Imagine estar a desfrutar de um banho na Roma antiga, rodeado de luxo e grandes peças de mármore, e descobrir que a água das suas termas contém vestígios de um dos pigmentos mais exclusivos da história. Foi o que aconteceu em Carlisle, Inglaterra, onde foi encontrado pela primeira vez um fragmento sólido da lendária púrpura de Tiro. Este pigmento, símbolo de poder e riqueza no Império Romano, é associado principalmente aos imperadores e sua corte.
Durante as escavações de 2023, realizadas pela empresa Wardell Armstrong nos terrenos do Carlisle Cricket Club, um misterioso pedaço de cor púrpura foi encontrado nos esgotos de uma antiga casa de banhos romana. O edifício, que data do século III, foi construído na época do imperador Septímio Severo, e acredita-se que possa ter tido alguma ligação com a corte imperial. Esta descoberta, longe de ser trivial, pode mudar a nossa visão sobre a distribuição deste pigmento cobiçado.
Por que é tão importante esta descoberta?
A púrpura de Tiro, fabricada a partir das conchas do caracol Bolinus brandaris, era tão rara e cara que se tornou um símbolo de status exclusivo. A sua elaboração era um processo extremamente trabalhoso: eram necessárias cerca de 9.000 caracóis para produzir apenas um grama de pigmento. Na verdade, o seu valor era tão alto que se dizia que valia mais do que ouro, chegando a custar até três vezes o seu valor em algumas épocas.

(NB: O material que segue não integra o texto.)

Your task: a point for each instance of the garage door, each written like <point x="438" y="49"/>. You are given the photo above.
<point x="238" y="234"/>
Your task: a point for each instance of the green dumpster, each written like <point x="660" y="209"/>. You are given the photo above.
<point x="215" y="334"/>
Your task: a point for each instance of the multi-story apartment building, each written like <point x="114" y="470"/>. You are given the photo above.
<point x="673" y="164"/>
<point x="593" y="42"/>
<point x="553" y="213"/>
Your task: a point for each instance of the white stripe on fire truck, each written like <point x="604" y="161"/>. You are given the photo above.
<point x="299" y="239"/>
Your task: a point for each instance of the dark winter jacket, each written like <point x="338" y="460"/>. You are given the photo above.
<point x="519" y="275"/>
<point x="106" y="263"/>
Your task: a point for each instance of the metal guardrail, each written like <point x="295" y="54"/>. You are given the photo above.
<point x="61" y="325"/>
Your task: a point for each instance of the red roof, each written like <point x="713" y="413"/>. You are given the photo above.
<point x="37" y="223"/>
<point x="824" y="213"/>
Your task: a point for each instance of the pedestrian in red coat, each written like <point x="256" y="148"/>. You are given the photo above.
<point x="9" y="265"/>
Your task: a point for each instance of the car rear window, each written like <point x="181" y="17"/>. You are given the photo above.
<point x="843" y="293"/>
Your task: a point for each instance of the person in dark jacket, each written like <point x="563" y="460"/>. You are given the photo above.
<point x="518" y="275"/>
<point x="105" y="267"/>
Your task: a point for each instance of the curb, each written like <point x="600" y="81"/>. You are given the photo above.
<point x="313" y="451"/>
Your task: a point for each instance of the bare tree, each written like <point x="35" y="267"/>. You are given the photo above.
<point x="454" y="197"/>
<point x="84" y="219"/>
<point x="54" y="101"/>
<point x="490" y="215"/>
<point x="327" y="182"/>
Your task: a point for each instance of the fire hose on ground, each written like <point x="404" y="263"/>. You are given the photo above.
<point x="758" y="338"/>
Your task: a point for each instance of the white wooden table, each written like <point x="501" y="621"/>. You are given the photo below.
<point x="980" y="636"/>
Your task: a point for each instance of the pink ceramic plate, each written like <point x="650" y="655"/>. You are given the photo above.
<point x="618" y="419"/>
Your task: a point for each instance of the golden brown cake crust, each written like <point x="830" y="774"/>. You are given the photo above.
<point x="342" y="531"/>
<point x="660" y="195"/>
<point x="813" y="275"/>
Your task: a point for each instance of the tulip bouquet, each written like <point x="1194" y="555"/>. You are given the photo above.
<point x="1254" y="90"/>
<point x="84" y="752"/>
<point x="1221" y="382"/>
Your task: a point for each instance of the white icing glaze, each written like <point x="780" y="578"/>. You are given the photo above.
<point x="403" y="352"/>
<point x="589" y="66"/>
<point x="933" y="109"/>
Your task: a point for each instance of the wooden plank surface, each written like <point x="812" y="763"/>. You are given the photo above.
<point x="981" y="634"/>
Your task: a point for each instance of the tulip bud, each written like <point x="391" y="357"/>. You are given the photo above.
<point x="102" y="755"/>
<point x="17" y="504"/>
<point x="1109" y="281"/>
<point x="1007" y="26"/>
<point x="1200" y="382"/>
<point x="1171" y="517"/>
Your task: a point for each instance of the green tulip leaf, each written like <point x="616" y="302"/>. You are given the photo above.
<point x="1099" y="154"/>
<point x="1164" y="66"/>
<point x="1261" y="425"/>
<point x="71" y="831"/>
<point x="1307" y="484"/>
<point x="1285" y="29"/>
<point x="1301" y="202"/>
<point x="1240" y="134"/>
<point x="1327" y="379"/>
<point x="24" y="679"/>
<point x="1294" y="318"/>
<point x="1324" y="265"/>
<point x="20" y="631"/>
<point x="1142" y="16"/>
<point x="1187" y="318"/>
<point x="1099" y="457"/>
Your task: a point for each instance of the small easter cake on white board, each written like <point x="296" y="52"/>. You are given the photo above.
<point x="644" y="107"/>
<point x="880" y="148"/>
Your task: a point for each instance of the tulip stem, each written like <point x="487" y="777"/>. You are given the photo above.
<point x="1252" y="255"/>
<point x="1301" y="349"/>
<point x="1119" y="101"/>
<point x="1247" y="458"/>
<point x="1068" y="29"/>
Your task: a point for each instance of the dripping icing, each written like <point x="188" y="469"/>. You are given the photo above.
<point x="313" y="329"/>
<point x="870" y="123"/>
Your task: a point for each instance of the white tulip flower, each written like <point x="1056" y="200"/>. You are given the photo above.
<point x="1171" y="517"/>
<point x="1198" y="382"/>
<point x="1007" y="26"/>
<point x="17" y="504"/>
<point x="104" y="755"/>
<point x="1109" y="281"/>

O mais surpreendente da descoberta de Carlisle é que não se trata de uma amostra usada, como as encontradas em pinturas murais ou caixões em locais como Pompeia ou o Egito. Este fragmento é um exemplo sólido e não utilizado do pigmento, algo que nunca tinha sido encontrado no norte da Europa e que pode ser único em todo o Império Romano.
Análises detalhadas: o que sabemos até agora?

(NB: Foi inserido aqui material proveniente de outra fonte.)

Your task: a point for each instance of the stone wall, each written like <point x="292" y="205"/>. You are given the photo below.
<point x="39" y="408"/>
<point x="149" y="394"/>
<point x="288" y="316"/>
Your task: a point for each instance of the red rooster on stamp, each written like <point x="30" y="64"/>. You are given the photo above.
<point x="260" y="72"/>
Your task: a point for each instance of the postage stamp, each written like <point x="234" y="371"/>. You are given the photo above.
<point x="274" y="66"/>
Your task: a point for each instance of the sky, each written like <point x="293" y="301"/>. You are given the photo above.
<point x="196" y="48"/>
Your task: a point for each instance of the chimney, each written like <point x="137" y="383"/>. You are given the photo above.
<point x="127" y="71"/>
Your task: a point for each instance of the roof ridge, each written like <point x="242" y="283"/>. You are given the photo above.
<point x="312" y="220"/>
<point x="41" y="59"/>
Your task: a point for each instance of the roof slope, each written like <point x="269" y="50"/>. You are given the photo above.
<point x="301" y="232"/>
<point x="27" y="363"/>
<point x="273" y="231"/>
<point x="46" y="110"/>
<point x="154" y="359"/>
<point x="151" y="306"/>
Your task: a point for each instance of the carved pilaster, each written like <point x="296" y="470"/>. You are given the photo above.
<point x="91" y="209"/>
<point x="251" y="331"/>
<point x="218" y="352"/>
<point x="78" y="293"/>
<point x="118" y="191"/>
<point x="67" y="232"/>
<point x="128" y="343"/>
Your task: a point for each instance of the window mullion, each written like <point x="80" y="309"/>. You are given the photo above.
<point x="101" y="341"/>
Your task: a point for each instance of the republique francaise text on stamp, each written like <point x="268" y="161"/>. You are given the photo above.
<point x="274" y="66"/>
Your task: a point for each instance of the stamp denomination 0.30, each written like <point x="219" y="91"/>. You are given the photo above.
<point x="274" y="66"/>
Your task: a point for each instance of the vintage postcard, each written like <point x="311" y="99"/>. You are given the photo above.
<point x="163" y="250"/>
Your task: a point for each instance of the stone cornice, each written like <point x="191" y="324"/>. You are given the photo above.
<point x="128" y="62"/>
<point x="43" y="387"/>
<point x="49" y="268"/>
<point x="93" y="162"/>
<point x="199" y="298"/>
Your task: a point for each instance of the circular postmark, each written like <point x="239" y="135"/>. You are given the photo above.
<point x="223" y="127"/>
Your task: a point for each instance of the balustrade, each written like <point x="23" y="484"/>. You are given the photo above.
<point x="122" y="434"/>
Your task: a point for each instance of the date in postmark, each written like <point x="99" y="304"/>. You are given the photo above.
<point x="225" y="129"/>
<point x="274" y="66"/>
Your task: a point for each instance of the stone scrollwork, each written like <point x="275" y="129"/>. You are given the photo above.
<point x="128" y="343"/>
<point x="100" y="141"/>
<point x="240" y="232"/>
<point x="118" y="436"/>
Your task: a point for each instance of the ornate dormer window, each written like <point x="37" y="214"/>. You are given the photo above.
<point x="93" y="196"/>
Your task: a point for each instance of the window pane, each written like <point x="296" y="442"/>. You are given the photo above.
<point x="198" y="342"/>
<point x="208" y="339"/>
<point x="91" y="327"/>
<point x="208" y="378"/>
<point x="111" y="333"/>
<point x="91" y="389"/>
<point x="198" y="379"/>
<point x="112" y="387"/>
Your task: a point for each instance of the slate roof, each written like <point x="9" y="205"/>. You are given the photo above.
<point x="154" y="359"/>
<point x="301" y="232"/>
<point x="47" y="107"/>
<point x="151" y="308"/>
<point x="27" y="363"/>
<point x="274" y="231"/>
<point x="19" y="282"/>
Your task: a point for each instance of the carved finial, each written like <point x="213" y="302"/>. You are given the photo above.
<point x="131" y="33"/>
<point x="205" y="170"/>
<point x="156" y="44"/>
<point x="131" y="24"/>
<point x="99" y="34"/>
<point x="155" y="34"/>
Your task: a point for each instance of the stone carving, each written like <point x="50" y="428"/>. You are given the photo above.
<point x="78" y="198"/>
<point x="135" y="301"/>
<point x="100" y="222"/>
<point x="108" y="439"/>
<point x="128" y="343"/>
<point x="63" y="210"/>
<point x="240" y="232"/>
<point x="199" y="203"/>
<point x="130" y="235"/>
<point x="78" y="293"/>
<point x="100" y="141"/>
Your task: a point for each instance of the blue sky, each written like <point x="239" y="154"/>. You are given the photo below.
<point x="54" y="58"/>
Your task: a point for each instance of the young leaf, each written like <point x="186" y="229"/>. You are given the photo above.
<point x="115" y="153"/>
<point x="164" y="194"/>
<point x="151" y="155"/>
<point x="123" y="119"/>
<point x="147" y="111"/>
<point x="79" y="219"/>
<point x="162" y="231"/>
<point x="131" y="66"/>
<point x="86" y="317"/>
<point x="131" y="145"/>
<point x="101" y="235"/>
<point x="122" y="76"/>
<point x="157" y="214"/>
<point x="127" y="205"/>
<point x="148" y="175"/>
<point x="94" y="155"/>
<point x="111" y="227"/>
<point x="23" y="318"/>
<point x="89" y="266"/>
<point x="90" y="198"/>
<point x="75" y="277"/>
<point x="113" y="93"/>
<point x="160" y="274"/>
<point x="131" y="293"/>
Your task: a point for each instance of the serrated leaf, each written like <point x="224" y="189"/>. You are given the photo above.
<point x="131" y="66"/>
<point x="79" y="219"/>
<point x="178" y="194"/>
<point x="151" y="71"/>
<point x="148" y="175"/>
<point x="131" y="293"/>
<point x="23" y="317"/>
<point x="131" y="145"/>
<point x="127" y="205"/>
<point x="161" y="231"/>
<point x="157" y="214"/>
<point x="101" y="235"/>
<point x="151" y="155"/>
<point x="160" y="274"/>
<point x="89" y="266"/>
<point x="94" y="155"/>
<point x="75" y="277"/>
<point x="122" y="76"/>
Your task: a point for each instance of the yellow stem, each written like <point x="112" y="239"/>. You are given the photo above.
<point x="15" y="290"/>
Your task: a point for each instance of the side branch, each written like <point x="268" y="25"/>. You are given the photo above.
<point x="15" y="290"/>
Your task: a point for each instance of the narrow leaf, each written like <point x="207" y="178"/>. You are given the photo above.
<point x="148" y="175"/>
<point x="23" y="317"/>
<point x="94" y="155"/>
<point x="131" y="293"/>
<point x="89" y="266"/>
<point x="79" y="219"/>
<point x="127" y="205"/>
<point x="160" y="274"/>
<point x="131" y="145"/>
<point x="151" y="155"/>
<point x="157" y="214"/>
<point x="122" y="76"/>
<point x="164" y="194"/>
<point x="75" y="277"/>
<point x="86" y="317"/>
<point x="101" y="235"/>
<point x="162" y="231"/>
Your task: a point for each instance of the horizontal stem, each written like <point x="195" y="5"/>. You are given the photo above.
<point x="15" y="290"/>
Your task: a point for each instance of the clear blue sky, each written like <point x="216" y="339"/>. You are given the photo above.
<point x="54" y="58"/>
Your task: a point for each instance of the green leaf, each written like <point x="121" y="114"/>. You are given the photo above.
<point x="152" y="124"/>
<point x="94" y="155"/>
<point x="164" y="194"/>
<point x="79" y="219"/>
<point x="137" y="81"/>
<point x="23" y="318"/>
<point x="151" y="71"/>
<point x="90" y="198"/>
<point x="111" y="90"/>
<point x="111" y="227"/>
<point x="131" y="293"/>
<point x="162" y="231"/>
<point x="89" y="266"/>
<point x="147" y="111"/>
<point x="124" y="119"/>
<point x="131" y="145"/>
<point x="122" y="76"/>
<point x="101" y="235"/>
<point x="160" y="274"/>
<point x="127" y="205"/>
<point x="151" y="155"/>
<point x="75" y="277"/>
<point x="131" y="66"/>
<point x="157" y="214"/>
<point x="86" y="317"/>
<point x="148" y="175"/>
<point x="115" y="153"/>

Após a descoberta, o fragmento foi analisado com a colaboração da Sociedade Geológica Britânica e da Universidade de Newcastle. Os resultados preliminares indicam que o pigmento é orgânico e contém bromo e cera de abelha, o que reforça a hipótese de que se trata de autêntica púrpura de Tiro.
Frank Giecco, Diretor Técnico da Wardell Armstrong, comentou que esta descoberta reforça a ideia de que o edifício das termas de Carlisle poderia estar ligado à corte imperial do imperador Septímio Severo, que residia em York. É possível que a presença deste pigmento esteja relacionada com uma visita oficial do imperador à cidade.

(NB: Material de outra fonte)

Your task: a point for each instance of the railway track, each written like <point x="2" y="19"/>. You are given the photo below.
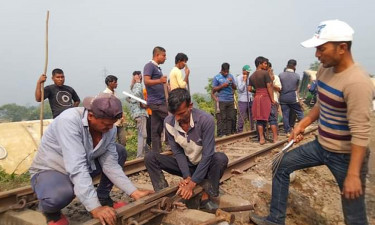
<point x="146" y="209"/>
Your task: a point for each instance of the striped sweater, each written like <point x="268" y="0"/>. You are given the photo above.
<point x="345" y="101"/>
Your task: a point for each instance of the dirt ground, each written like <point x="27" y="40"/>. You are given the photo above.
<point x="314" y="197"/>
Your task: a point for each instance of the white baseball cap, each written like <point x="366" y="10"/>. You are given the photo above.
<point x="330" y="30"/>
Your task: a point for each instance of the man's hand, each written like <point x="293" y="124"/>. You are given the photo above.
<point x="225" y="85"/>
<point x="184" y="182"/>
<point x="42" y="78"/>
<point x="352" y="187"/>
<point x="141" y="193"/>
<point x="297" y="134"/>
<point x="186" y="191"/>
<point x="187" y="70"/>
<point x="163" y="79"/>
<point x="105" y="214"/>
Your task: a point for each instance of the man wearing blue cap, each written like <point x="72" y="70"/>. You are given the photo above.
<point x="343" y="110"/>
<point x="245" y="99"/>
<point x="78" y="145"/>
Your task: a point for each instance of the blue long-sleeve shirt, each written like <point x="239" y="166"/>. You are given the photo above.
<point x="67" y="147"/>
<point x="243" y="94"/>
<point x="195" y="147"/>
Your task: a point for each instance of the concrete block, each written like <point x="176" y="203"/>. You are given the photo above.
<point x="258" y="183"/>
<point x="24" y="217"/>
<point x="230" y="201"/>
<point x="187" y="217"/>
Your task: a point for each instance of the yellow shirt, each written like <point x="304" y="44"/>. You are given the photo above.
<point x="175" y="79"/>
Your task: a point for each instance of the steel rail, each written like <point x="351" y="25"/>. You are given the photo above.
<point x="143" y="210"/>
<point x="16" y="197"/>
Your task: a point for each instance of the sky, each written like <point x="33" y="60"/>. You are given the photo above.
<point x="90" y="39"/>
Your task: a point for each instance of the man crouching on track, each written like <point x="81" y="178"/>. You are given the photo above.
<point x="78" y="145"/>
<point x="343" y="112"/>
<point x="190" y="134"/>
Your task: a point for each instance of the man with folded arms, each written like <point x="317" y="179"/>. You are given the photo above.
<point x="78" y="145"/>
<point x="343" y="110"/>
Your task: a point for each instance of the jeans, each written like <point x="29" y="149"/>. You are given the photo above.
<point x="142" y="135"/>
<point x="227" y="116"/>
<point x="155" y="163"/>
<point x="310" y="155"/>
<point x="286" y="108"/>
<point x="55" y="190"/>
<point x="245" y="114"/>
<point x="159" y="112"/>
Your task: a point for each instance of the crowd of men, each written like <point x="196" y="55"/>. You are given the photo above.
<point x="80" y="143"/>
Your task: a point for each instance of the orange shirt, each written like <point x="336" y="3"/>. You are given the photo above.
<point x="149" y="111"/>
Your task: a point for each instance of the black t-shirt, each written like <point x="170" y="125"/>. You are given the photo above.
<point x="259" y="79"/>
<point x="60" y="98"/>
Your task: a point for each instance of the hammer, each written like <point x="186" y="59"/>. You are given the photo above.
<point x="220" y="217"/>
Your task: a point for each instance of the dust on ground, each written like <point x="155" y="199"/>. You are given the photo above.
<point x="314" y="197"/>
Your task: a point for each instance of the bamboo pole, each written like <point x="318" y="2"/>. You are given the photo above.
<point x="42" y="85"/>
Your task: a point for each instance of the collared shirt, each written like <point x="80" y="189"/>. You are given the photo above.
<point x="119" y="122"/>
<point x="135" y="107"/>
<point x="276" y="83"/>
<point x="195" y="147"/>
<point x="225" y="94"/>
<point x="67" y="147"/>
<point x="175" y="79"/>
<point x="289" y="81"/>
<point x="243" y="94"/>
<point x="155" y="92"/>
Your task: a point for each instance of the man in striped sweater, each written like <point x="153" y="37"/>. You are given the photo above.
<point x="343" y="110"/>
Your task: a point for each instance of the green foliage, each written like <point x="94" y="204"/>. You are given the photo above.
<point x="314" y="66"/>
<point x="10" y="181"/>
<point x="204" y="101"/>
<point x="131" y="133"/>
<point x="14" y="112"/>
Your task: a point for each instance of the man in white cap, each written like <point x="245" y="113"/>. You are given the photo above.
<point x="343" y="112"/>
<point x="78" y="145"/>
<point x="245" y="99"/>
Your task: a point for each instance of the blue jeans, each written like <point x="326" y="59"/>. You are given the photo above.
<point x="245" y="114"/>
<point x="55" y="190"/>
<point x="310" y="155"/>
<point x="286" y="109"/>
<point x="155" y="163"/>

O que significa para a história da púrpura?
Este fragmento de púrpura de Tiro não é apenas uma descoberta arqueológica importante, mas também lança luz sobre a vida no Império Romano no norte da Europa. O facto de ter sido encontrado num edifício luxuoso como uma casa de banhos indica que o pigmento não era reservado apenas para a alta aristocracia, mas também poderia ter sido usado em edifícios públicos de grande prestígio.
Esta descoberta pode levar-nos a repensar como os recursos mais exclusivos do Império Romano eram distribuídos e utilizados, dando pistas sobre o comércio e as relações políticas entre diferentes regiões do império.